Restructuring, high labour costs and rising energy prices have muddied the balance sheet of drycleaning company Taylors.
The company's revenue for the year to June 30 rose to $67.9 million, up 3.6 per cent on the year before.
However, high costs eroded its net profit by 9.3 per cent to $3.6 million.
Taylors shares, listed on the NZX, yesterday closed down 5c to $1.70.
Company secretary James Hill said the profit fall came after several years of declining gains but Taylors was looking to improve margins in the next year through increased efficiencies.
Taylors expected improved results from moving its Rotorua processing to Hamilton, just before year end.
Proposed investment in technology and improving productivity could provide more savings.
Hill said: "That's really about getting the benefits of scale.
"It's better technology, better use of energy, recycling of water, more efficient heat retention.
"Obviously, the plants use a lot of heat for drying and ironing of product - if you improve your heat retention, then you're using less energy for the same output."

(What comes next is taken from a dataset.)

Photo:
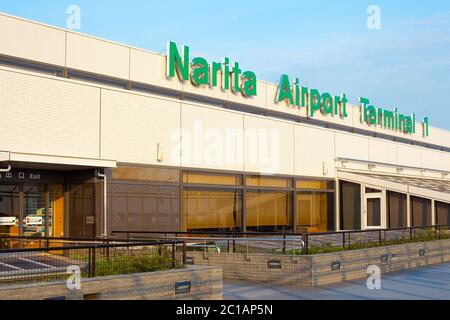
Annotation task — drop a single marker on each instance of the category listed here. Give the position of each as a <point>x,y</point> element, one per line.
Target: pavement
<point>428,283</point>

Energy costs had increased 10 per cent in the current period, on top of increases over the past 18 months already advised to shareholders.
Increased sales to the healthcare industry were offset by lower demand in the hospitality area.
Negotiations over linen supply contracts with the three Auckland district health boards was ongoing but Taylors was not able to indicate likely outcomes.
Hill said: "The general linen service for the boards is about $11 million to $12 million a year - that's with the three Auckland health boards."